A Note on the Reconstruction of Solar Activity through Geological Time
 

Solar activity can be reconstructed in various manners, such as by using ¹⁰Be and ¹⁴C data from ice cores, sediment cores, and dendrochronological sequences (Vonmoos et al. 2006). In essence the principle is that incoming cosmic rays in our atmosphere produce ¹⁰Be, ¹⁴C, and other radionuclides (see Nikitin et al. 2005), but when the Sun is active it sweeps away cosmic rays, and thus lower counts of these isotopes correlate with a more active Sun.

In private communication to me (see Schoch 2010c), a critic of Peratt’s work (Peratt 2003; Peratt et al. 2007; Peratt and Yao 2008; van der Sluijs and Peratt 2010) has argued against the concept of powerful plasma phenomena affecting Earth during the last twelve thousand years based on the ¹⁰Be and ¹⁴C data. This critic assumes that a powerful plasma event would last a century or more and would therefore significantly interfere with the production of ¹⁰Be and ¹⁴C in the atmosphere, meaning that these isotopes should show a perceptible decrease in ice cores and other stratigraphic sequences (relative to the “background” levels of the time) whenever such major plasma events occurred. This critic cites a study (Vonmoos et al. 2006) that, according to him, failed to record significant drops in ¹⁰Be and ¹⁴C during the last twelve thousand years. He therefore concluded that major plasma events, as suggested by Peratt and his colleagues, did not occur. However, I believe he has made incorrect assumptions and misinterpreted the data.

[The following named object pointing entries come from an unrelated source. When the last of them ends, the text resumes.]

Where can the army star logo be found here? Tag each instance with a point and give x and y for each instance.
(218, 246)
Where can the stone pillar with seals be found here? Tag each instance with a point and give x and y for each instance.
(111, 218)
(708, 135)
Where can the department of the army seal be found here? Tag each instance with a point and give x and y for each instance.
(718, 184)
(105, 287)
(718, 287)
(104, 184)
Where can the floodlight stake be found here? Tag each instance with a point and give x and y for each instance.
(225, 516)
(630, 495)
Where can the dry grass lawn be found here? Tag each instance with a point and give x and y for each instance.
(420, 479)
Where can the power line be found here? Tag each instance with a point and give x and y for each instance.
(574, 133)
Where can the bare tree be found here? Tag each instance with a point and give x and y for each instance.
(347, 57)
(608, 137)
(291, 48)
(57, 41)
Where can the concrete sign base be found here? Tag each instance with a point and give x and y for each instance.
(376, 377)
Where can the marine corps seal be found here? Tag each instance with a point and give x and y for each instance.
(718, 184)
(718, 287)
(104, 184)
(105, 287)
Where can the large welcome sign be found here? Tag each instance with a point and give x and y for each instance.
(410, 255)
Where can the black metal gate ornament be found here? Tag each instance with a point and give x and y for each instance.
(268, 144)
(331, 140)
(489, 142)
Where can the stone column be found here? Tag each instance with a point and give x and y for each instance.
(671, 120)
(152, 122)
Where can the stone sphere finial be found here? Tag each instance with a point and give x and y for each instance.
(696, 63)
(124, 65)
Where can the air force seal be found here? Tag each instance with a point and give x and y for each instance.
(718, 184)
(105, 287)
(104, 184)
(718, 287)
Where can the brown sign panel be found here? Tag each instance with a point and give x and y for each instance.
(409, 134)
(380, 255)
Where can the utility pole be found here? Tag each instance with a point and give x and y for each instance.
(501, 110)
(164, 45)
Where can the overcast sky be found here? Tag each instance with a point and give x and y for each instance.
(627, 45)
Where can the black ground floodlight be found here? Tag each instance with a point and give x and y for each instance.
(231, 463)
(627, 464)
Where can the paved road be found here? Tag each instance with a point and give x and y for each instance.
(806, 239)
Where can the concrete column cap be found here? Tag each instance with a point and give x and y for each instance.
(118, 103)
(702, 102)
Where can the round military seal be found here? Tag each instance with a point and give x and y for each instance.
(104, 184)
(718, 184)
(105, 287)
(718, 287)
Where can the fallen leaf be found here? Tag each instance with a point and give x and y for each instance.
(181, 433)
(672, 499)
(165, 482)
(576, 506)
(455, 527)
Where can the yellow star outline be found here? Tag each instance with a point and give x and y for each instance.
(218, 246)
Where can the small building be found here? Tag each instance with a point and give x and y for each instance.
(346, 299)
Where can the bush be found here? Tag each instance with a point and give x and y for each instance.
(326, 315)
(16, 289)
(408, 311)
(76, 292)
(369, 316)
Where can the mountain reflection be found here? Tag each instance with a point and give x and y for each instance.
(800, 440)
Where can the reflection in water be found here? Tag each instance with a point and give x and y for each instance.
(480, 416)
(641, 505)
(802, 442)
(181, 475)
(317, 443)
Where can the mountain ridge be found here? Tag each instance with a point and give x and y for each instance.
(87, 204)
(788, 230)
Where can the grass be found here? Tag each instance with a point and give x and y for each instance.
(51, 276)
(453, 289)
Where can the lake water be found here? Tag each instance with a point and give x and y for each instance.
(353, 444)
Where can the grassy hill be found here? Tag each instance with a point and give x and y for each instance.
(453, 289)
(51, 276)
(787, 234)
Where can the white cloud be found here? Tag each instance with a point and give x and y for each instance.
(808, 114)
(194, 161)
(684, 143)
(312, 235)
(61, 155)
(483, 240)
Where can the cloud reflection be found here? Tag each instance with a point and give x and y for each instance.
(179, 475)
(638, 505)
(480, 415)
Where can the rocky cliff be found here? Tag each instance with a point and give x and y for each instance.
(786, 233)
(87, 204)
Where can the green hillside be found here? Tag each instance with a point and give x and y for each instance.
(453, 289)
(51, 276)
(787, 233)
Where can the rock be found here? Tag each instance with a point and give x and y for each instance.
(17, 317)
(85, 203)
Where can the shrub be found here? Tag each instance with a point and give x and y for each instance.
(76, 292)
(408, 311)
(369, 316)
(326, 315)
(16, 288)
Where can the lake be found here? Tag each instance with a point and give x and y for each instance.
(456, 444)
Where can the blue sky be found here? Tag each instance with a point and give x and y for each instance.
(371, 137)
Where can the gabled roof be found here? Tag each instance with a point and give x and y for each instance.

This critic assumes that a powerful plasma event would last a century or more and therefore would have a significant effect on the production of ¹⁰Be and ¹⁴C. In my hypothesis, a major plasma event might only last on the order of days to months. The Carrington Event of 1859 lasted only a few days and would probably not be picked up in the type of records of isotope production this critic cites (the paper he cites does not include pertinent details for the nineteenth century). In my assessment, even a plasma event orders of magnitude larger than the Carrington Event, if it was of very short temporal duration, may not be easily resolved (if at all) in the isotope records that we currently have; isotope production would be relatively high before and after the event, and the lack of production for a few days (or even months or possibly years) in a record from thousands of years ago would be very difficult to impossible to detect. Finding such a short-term-dip in the isotopes is much more difficult that finding a spike, such as the iridium and associated spikes that can be indicative of major meteor, comet, and asteroid impacts.

Furthermore, the particular study the critic cites (Vonmoos et al. 2006) does not appear to me to support his assertions. The study goes back slightly over nine thousand years for ¹⁰Be and it goes back 11,450 years for ¹⁴C, and it shows spikes in solar activity at about 9400 BCE, 8900 BCE, 8300 BCE, and 8000 BCE (as well as spikes since then), all well above current solar activity.